Questa milizia non era solo difensiva: fin dall’inizio, i Pasdaran repressero dissidenti, curdi ribelli e oppositori monarchici. Oggi contano circa 190.000 membri attivi, più una rete di basij, volontari paramilitari che arrivano a milioni in tempo di crisi.
Struttura e potere economico
Organizzati in modo piramidale, i Pasdaran dipendono direttamente dal Leader Supremo, attualmente l’ayatollah Ali Khamenei. Comprendono brigate terrestri, una marina, un’aeronautica e il potentissimo Corpo Quds, dedicato alle operazioni estere. Il generale Hossein Salami ne è il comandante dal 2019.
Oltre al militare, dominano l’economia iraniana: controllano il 20-60% del PIL attraverso società come Khatam al-Anbia, attive in oil & gas, telecomunicazioni e costruzioni. Sanzioni occidentali li hanno resi ancora più influenti, aggirando embarghi con traffici opachi. Questa “economia parallela” li rende un “Stato nello Stato”.
Ruolo nelle operazioni estere
I Pasdaran sono l’avanguardia dell’export della rivoluzione islamica. Attraverso il Corpo Quds, guidato fino al 2020 dal defunto Qasem Soleimani, supportano Hezbollah in Libano, milizie sciite in Iraq, Assad in Siria e huthi in Yemen. Forniscono armi, addestramento e finanziamenti, alimentando il cosiddetto “Asse della Resistenza”.
Negli ultimi anni, tensioni con USA e Israele li hanno resi bersagli: designati terroristi da Washington nel 2019, subiscono raid mirati. Recentemente, dopo attacchi israeliani in Siria, hanno promesso ritorsioni, minando la stabilità mediorientale.

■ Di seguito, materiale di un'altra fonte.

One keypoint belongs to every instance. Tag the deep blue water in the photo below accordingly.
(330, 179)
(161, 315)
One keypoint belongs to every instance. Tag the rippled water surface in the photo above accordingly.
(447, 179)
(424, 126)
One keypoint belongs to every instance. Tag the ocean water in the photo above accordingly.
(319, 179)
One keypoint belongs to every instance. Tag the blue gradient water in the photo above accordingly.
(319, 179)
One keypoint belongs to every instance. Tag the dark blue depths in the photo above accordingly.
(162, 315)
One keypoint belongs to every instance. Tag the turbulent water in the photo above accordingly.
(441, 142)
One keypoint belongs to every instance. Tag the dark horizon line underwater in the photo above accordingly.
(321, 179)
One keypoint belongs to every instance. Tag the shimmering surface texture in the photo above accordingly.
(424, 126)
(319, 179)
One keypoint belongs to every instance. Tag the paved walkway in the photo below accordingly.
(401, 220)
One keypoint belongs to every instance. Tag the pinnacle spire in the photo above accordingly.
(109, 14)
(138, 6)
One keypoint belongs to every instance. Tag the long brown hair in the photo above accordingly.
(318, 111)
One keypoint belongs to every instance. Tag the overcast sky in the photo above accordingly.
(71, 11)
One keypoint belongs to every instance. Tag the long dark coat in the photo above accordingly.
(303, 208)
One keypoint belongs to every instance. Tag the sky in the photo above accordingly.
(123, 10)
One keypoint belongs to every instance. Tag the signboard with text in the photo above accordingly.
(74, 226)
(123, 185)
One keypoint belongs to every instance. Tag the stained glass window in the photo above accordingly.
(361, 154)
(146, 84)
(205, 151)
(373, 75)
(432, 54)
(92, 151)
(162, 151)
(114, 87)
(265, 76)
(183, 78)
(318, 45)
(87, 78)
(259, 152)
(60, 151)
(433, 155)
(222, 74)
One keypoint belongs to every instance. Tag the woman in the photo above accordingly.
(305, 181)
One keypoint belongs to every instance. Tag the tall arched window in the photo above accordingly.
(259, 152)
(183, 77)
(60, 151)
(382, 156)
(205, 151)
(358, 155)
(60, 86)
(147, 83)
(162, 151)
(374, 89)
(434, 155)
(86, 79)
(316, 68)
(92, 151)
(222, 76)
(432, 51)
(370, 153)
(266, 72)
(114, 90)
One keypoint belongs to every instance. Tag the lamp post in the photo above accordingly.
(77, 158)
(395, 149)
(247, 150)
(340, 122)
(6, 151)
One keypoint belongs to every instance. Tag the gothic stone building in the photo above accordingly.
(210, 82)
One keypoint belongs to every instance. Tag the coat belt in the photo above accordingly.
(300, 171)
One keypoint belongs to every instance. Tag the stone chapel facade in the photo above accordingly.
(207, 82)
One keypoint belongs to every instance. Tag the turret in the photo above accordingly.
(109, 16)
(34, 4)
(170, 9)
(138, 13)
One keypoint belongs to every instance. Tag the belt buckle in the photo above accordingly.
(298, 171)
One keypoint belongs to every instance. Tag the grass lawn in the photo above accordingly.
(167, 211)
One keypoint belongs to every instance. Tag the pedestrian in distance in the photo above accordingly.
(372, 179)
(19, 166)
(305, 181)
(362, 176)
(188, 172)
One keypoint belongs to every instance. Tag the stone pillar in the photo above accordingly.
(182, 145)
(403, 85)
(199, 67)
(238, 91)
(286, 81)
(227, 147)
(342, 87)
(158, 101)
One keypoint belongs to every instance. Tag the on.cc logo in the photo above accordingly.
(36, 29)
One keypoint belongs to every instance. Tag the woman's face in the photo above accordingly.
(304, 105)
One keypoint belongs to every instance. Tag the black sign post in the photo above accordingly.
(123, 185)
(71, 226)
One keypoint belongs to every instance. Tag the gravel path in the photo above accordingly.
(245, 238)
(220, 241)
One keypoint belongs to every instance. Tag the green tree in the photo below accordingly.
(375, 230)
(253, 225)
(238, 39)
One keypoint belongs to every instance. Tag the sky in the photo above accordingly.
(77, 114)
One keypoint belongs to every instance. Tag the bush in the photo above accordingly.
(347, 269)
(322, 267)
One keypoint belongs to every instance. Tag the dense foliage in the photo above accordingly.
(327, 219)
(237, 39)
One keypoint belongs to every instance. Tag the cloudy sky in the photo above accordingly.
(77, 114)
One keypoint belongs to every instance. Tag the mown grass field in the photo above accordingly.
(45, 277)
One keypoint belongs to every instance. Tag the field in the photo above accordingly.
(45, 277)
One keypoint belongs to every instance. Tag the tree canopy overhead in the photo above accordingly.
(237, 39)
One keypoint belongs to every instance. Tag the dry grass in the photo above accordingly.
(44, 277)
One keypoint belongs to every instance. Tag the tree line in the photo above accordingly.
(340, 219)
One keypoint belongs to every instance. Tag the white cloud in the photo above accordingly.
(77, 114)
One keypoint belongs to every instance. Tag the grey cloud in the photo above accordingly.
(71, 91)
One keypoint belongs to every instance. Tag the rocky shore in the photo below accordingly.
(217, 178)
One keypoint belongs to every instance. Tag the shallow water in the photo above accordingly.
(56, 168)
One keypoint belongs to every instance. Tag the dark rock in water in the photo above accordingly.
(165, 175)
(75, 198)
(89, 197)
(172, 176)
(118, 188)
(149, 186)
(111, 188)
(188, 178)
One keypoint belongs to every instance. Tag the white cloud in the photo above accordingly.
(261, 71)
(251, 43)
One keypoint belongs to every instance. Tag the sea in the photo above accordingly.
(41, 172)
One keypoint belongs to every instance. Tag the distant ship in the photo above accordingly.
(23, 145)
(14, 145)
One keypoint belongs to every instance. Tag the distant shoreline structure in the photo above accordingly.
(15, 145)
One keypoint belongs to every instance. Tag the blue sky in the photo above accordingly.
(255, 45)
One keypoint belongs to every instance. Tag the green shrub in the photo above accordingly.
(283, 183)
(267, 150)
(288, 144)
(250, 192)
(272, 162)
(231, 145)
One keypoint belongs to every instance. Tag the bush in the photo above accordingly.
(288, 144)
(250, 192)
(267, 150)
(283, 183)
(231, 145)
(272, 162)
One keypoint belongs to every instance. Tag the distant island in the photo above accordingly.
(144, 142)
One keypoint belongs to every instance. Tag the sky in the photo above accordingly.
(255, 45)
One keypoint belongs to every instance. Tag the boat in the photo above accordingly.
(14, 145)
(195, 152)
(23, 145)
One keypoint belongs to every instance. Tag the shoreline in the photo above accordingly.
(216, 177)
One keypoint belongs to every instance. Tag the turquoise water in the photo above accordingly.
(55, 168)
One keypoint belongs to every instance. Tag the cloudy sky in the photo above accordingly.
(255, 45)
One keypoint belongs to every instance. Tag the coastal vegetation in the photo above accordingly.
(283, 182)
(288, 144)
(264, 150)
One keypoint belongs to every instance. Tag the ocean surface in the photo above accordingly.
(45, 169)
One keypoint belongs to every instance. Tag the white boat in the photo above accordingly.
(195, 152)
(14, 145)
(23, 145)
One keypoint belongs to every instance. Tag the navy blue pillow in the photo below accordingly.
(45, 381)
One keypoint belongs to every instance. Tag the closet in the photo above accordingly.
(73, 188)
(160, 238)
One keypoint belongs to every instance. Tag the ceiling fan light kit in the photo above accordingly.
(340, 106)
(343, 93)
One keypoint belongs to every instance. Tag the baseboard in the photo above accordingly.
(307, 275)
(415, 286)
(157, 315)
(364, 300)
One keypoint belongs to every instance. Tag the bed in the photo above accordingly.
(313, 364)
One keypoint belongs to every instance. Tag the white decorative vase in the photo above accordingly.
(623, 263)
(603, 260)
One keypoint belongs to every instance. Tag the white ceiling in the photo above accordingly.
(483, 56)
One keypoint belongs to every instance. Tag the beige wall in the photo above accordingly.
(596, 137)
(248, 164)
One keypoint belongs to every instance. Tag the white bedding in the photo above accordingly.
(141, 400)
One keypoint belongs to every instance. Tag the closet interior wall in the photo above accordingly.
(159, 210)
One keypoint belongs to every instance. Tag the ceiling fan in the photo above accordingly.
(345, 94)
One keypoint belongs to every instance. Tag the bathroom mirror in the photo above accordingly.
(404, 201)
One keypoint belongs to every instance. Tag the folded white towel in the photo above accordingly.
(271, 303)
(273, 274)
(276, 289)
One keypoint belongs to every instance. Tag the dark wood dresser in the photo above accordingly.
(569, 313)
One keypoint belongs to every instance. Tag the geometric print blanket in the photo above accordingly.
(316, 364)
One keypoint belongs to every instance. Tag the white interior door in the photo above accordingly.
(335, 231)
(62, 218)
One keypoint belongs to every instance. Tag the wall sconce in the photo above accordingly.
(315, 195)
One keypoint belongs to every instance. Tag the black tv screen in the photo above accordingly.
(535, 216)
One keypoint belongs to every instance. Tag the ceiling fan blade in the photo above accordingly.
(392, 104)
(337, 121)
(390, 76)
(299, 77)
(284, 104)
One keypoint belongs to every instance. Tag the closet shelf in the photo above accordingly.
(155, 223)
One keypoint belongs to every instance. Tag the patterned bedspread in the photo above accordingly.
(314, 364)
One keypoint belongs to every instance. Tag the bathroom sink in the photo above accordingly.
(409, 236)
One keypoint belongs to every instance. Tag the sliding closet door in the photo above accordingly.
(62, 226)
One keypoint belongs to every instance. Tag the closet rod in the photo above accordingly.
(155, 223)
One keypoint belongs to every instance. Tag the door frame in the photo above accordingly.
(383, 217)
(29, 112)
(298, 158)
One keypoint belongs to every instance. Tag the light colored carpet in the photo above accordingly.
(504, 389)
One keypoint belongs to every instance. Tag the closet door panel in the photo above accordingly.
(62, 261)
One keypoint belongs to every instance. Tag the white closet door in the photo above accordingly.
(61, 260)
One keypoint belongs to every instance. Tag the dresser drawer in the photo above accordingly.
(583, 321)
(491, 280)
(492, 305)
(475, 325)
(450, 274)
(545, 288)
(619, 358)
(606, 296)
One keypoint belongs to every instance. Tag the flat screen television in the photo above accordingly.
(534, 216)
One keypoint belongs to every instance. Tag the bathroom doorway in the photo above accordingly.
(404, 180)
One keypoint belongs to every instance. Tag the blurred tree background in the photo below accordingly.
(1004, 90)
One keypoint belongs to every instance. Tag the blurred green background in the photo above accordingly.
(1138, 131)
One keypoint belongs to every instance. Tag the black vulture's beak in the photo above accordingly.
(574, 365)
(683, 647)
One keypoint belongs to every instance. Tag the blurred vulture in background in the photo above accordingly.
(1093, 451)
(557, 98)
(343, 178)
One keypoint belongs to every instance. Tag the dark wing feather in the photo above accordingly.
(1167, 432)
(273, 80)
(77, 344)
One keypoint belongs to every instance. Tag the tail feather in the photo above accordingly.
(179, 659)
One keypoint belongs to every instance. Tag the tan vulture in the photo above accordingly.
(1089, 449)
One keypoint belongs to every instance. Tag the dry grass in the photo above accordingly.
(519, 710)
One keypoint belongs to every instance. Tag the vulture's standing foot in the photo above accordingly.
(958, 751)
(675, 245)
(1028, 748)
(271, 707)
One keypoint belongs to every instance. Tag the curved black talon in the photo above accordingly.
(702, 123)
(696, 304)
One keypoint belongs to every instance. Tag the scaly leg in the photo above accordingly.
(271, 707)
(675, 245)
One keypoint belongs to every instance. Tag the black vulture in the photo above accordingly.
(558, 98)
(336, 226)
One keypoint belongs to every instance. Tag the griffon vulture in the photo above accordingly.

Influenza politica interna
In Iran, i Pasdaran non sono solo soldati: influenzano elezioni, reprimono proteste (come quelle del 2022 per Mahsa Amini) e controllano media e moschee. Hanno sabotato riformisti come Rouhani e sostenuto hardliner come Raisi, morto in elicottero nel 2024. Con il vuoto di potere post-Raisi, potrebbero rafforzarsi ulteriormente.
La loro ideologia sciita twelver li lega indissolubilmente al clero, ma corruzione e nepotismo erodono la base popolare. Giovani iraniani li vedono come simbolo di repressione.
Impatto globale e sanzioni
L’Occidente li considera una minaccia: UE e USA impongono sanzioni per proliferazione nucleare, droni Shahed usati in Ucraina e legami con Hamas. Teheran li difende come “difensori sovrani”. Nel 2026, con Trump tornato alla Casa Bianca, escalation sono probabili.
I Pasdaran incarnano il paradosso iraniano: baluardo contro imperialismo, ma anche freno a riforme. Il loro dominio economico-militare sfida il mondo, rendendoli l'”esercito ombra” che controlla Teheran e oltre.